While a major channel of profiteering has been blocked through regulation of stent prices, there are indications that hospitals might hike up the cost of angioplasty procedures, in order to compensate for their losses. For example, a hospital that was earlier charging Rs 80,000 for the cardiac stent can now only charge Rs 30,000 following price regulation. But other components of the angioplasty procedure might now be hiked by around Rs 50,000, bringing the total cost for the patient to the same level as earlier. Such fears are strengthened by statements such as those from president of the Indian Medical Association, who has argued that hospitals must be free to charge as much as they like for performing angioplasty procedures, since this should be left to market forces. Since prices of medical procedures are presently not regulated in India, such a strategy of inflating prices of procedures will be difficult to challenge legally, even though it might be found morally reprehensible.
Another area of concern is the possibility of hospitals now pushing patients with heart problems towards major procedures like cardiac bypass operations, in preference to simpler angioplasties. Again, since today in India there is no standardisation of conditions for when an angioplasty should be performed, or when a bypass operation should be preferred. This choice depends on discretion of the doctor and hospital.
A long way to go
We thus see that developments related to stent pricing in the last few weeks reinforce the need for urgent reform of the private medical sector in India through effective regulation. While a good start has been made, piecemeal regulation is not sufficient.
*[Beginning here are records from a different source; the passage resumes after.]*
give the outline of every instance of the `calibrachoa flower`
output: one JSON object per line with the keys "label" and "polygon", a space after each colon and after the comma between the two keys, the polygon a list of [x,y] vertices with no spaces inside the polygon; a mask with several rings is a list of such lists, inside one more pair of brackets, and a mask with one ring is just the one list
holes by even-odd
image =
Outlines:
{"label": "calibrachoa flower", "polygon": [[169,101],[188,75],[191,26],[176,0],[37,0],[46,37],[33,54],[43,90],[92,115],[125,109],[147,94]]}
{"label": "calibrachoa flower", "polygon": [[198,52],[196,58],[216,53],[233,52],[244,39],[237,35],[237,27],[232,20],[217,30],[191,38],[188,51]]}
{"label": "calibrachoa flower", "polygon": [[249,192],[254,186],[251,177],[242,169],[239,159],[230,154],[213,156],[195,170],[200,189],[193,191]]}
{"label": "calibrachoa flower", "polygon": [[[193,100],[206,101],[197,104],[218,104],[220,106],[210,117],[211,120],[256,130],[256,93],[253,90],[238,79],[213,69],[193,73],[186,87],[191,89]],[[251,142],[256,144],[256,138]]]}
For such regulation to be effective, further steps towards standardising costs of medical services, and development of standard treatment guidelines should be taken. Fortunately, the national Clinical Establishments Act (2010), especially the associated rules of 2012, contain provisions for standardisation of costs, and standard guidelines for medical procedures, that can form the framework for effective regulation of these key aspects of healthcare. So far, resistance by powerful sections of the medical industry has prevented such regulation from being operationalised.
However, now public opinion as well as bureaucratic initiative is moving in direction of more effective regulation of the private medical sector. We saw the Prime Minister himself stepping in to take credit for the decision to cap stent prices, indicating that the political terrain is also shifting. Capping stent prices can prove to be a first step for much larger and long overdue regulatory reform of private hospitals. Patients groups, active citizens, civil society networks and organisations, groups of ethical doctors, and public minded officials, all need to join forces to ensure that the current policy window is widened, allowing much needed winds of change to sweep through and clean up the private medical sector in India.
The writer is a public health physician associated with the health networks Alliance of Doctors for Ethical Healthcare and Jan Swasthya Abhiyan.